Artichokes consistently rank as the number one overall antioxidant rich vegetable. Number freaking ONE guys!
Are you a fan of artichokes like me? If so, please give one of my other artichoke recipes a go!
4 Ingredient Trader Joe’s Spinach and Artichoke Tart
Swiss Chard and Artichoke Dip
Loaded Antipasto Pasta Salad
Braised Baby Artichokes
- 1 large serrated knife to trim the artichoke ends
- 1 paring knife to clean up the top near the stems and slice in half
- 1 large bowl for your lemon water and artichokes
- 1 medium bowl for your discarded artichoke leaves etc.

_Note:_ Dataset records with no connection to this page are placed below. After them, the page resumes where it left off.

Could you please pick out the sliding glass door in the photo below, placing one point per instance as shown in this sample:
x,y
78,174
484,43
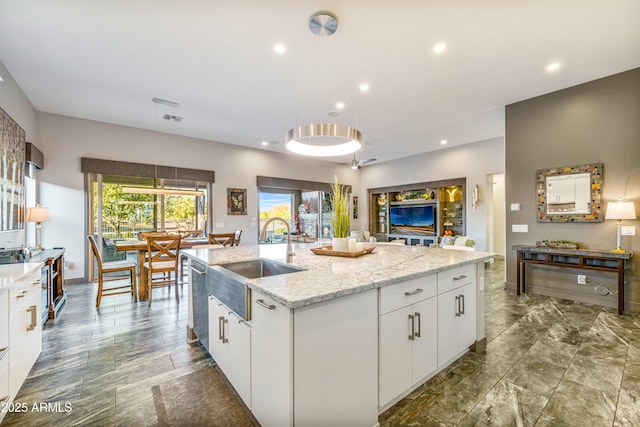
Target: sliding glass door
x,y
122,206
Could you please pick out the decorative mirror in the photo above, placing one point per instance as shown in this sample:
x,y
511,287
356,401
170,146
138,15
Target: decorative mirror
x,y
570,193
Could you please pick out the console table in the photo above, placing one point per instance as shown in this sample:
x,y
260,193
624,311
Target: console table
x,y
601,260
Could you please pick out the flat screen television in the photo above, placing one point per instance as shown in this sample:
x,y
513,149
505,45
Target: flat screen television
x,y
417,219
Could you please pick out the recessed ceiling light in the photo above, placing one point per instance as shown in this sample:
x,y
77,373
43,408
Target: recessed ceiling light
x,y
439,48
553,66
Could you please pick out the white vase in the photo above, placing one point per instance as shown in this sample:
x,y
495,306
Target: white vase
x,y
340,244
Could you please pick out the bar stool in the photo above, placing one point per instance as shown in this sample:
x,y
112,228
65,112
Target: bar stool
x,y
128,266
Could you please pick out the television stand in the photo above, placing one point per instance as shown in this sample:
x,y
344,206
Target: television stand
x,y
413,239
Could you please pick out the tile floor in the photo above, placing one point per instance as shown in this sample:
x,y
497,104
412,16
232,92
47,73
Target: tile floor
x,y
548,362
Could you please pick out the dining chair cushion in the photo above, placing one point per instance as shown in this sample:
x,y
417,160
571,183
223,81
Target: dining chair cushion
x,y
208,246
161,265
118,264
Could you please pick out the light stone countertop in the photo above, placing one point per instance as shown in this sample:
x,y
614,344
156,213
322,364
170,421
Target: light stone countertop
x,y
10,273
329,277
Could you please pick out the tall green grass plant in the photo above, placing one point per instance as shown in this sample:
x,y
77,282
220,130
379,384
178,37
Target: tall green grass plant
x,y
341,217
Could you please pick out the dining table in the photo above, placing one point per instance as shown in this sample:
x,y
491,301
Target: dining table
x,y
140,246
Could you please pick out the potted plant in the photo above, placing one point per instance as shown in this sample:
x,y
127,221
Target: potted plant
x,y
340,217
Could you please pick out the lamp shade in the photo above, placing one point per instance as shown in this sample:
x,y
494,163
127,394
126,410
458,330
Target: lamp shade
x,y
37,214
620,210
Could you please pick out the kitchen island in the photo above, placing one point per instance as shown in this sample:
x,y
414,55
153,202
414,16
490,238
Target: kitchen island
x,y
345,338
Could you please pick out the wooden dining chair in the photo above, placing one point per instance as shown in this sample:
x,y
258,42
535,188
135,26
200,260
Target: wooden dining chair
x,y
223,239
163,262
104,268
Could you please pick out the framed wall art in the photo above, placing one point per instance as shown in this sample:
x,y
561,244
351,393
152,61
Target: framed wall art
x,y
12,164
570,193
236,201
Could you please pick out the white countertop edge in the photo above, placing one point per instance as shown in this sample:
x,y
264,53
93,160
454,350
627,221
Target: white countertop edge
x,y
326,278
11,273
354,289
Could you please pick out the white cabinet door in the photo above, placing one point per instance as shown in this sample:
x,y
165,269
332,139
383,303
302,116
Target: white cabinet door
x,y
395,354
425,342
218,332
408,348
467,319
457,322
271,362
230,347
447,326
25,331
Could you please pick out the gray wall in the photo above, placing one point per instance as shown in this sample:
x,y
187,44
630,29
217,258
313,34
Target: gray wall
x,y
596,122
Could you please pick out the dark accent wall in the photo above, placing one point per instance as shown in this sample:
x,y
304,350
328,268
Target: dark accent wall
x,y
596,122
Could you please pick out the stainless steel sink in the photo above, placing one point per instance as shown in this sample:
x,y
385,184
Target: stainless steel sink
x,y
261,267
228,282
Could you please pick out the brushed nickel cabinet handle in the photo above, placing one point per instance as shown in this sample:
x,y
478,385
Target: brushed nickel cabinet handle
x,y
224,335
265,305
413,325
33,323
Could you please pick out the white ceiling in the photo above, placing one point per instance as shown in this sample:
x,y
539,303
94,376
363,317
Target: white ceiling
x,y
105,61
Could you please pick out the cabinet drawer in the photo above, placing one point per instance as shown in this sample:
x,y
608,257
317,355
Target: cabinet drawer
x,y
452,279
401,294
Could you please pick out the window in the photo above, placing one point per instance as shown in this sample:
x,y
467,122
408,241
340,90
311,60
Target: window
x,y
117,214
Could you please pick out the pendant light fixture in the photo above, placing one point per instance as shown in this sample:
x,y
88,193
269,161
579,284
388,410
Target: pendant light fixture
x,y
323,139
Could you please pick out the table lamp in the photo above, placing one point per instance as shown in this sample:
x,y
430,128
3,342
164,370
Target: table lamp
x,y
620,210
38,215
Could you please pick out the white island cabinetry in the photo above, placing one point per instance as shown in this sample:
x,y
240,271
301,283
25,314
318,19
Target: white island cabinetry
x,y
230,346
408,336
456,313
341,340
20,326
317,364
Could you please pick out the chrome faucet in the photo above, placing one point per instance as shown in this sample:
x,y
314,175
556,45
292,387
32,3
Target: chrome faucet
x,y
263,236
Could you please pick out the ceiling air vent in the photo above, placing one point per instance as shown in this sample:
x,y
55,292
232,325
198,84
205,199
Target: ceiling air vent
x,y
172,117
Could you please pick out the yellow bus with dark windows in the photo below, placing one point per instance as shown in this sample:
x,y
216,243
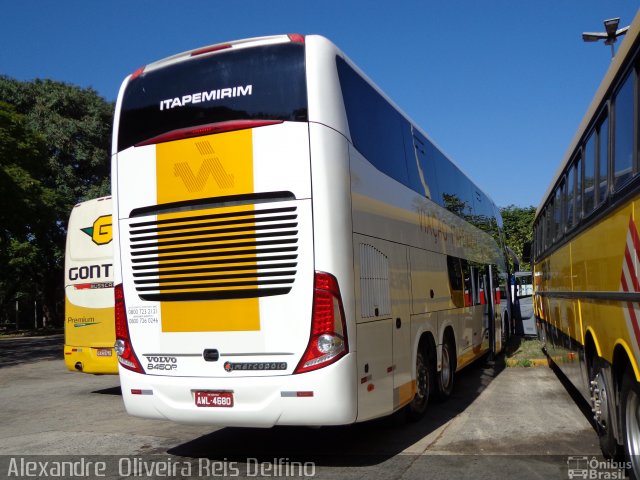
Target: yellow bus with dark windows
x,y
586,249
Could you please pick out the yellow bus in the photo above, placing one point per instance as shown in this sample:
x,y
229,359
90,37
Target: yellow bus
x,y
89,328
586,249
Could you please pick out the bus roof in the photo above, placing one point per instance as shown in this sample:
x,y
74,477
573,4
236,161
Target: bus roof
x,y
626,48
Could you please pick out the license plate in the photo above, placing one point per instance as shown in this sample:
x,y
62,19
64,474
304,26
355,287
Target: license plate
x,y
214,399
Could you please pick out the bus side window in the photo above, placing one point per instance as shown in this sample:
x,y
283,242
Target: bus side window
x,y
623,133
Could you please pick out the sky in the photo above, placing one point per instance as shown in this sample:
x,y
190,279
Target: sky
x,y
500,85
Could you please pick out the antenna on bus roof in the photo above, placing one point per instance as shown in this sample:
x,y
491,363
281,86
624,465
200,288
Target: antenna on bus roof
x,y
609,36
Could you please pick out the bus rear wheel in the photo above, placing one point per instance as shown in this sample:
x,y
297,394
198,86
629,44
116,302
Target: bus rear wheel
x,y
602,403
630,398
424,376
447,372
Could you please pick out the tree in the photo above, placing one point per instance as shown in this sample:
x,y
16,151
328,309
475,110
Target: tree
x,y
54,152
518,229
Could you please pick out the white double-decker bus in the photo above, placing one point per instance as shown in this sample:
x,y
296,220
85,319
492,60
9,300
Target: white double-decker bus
x,y
290,248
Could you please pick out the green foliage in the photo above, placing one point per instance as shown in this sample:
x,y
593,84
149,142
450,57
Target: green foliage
x,y
54,152
518,228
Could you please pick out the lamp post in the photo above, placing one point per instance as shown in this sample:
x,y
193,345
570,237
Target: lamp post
x,y
610,35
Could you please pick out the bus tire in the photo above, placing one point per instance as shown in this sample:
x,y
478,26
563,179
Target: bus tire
x,y
602,401
416,409
447,372
630,402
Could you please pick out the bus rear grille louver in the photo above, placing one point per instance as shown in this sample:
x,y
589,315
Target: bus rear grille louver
x,y
214,256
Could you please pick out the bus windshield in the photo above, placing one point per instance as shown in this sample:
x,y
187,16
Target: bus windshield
x,y
259,83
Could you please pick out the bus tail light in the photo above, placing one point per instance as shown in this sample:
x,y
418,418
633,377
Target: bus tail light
x,y
126,355
210,129
328,339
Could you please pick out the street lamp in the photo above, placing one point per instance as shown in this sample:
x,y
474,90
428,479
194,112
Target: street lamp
x,y
609,36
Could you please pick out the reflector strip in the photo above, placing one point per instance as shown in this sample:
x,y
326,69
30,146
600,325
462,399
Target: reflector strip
x,y
138,391
213,48
297,394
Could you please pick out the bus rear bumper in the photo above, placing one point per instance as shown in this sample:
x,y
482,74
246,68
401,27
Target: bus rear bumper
x,y
323,397
91,360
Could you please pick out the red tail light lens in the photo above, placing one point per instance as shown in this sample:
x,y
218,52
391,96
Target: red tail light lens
x,y
126,355
328,339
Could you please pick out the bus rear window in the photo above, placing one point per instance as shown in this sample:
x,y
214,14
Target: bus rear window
x,y
259,83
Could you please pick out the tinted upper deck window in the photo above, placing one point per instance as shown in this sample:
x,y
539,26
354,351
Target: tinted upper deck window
x,y
261,83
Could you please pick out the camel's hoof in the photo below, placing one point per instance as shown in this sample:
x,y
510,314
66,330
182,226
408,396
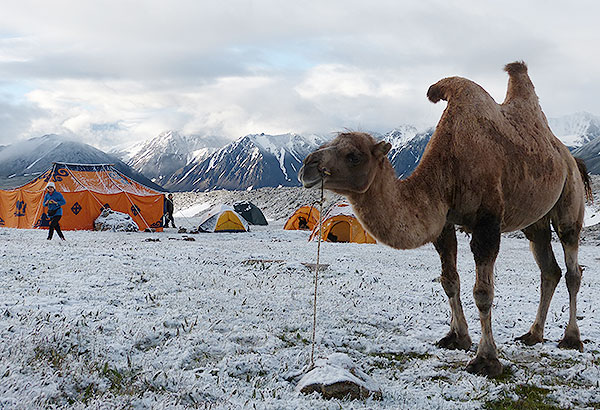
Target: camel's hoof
x,y
453,342
571,343
529,339
485,367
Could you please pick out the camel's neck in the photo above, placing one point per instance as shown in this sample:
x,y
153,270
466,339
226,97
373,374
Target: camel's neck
x,y
403,214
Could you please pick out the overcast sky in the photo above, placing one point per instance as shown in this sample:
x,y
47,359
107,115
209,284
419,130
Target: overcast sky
x,y
110,72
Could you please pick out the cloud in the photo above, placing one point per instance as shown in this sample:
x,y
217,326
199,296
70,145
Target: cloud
x,y
126,70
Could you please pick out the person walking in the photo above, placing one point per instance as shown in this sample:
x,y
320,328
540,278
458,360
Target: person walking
x,y
169,207
54,201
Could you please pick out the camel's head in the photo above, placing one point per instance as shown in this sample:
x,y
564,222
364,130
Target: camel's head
x,y
348,164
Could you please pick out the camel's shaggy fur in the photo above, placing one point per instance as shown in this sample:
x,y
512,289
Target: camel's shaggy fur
x,y
489,168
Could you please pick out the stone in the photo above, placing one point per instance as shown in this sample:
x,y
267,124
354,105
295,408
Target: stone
x,y
337,377
110,220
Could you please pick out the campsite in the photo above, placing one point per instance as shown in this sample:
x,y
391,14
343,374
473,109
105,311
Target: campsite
x,y
152,320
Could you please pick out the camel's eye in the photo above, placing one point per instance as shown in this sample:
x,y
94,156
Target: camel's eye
x,y
353,158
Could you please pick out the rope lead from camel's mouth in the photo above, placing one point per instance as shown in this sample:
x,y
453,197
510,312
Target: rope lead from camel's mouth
x,y
314,330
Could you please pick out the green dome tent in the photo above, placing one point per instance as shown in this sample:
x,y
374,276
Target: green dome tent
x,y
250,212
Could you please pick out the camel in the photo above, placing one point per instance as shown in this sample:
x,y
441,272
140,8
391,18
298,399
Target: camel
x,y
488,168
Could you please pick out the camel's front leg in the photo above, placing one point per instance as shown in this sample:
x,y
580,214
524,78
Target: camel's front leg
x,y
540,238
571,338
458,337
485,244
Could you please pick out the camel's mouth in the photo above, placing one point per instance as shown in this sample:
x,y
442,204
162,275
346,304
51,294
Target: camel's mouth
x,y
310,183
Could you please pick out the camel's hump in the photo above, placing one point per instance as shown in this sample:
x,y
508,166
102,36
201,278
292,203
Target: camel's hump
x,y
456,89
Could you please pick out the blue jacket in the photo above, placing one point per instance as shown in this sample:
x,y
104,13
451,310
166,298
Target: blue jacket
x,y
57,198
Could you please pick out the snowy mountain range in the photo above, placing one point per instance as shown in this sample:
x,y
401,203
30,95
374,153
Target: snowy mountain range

- 1 spider strainer or large slotted spoon; to transfer the artichokes
- 1 medium non-stick skillet or heavy-bottomed pot; something the artichokes will fit snugly in a single layer
- 1 pair of tongs silicone preferred if you're using a non-stick pan
- 1 wooden spoon
- 12 baby artichokes
- 2 lemons zest of 1 and juice of both
- ¼ cup extra-virgin olive oil
- ½ cup dry white wine like a sauvignon blanc or pinot grigio
- 1 cup vegetable or chicken stock or water
- ½ cup shallots sliced
- 4 garlic cloves smashed and finely chopped
- red chili flakes just a pinch
- fresh rosemary 1 sprig; or sub fresh thyme
- 1 tbsp capers drained
- 2 tbsp Italian parsley plus more for garnish
- Fill a large bowl with water. Slice 1 lemon in half, squeeze the juice into the water and drop both halves into the bowl.
- Cut off the top quarter of the artichoke with a serrated knife. Using your hands, peel the tough purple/green leaves from around the stem. I usually go around 2 times before I reach the tender inner leaves. Clean up the base of the artichoke using a pairing knife, slice in half lengthwise, and drop into the lemon water. It's important to place the artichokes in lemon water (or acidic water) to avoid browning. Artichokes begin to oxidize immediately after being cut.
- Zest and juice the remaining lemon; reserve for next step. Coat a medium skillet generously with olive oil; add shallots, garlic and red chili flakes. Cook over medium heat, stirring, until onions start to cook down and garlic is fragrant, about 2-3 minutes.
- Transfer the artichokes to the pan with the help of a spider strainer or large slotted spoon. Add lemon juice, zest, stock, white wine, capers, and rosemary or thyme. Flip each artichokes using tongs to ensure cut side is facing down. Don't pile the artichokes on top of each other. It's important that the artichokes fit snugly in a single layer. Season with salt and add just enough water to cover the artichokes (if necessary).
- Bring to a boil, then reduce heat to a simmer. Cover the pan and cook until the artichokes are soft, about 10-15 minutes. Remove the lid and allow the liquid to reduce, until just ⅓ of the liquid is remaining, about 5-10 minutes.
- Remove the fresh herbs and toss in the parsley. Taste, adjust seasoning as needed.
- Transfer the artichokes to a serving platter with a pair of tongs. These Braised Baby Artichokes could be enjoyed both hot and cold. I served mine on top of homemade labneh, alongside fresh bread, lemon wedges, and mild olives.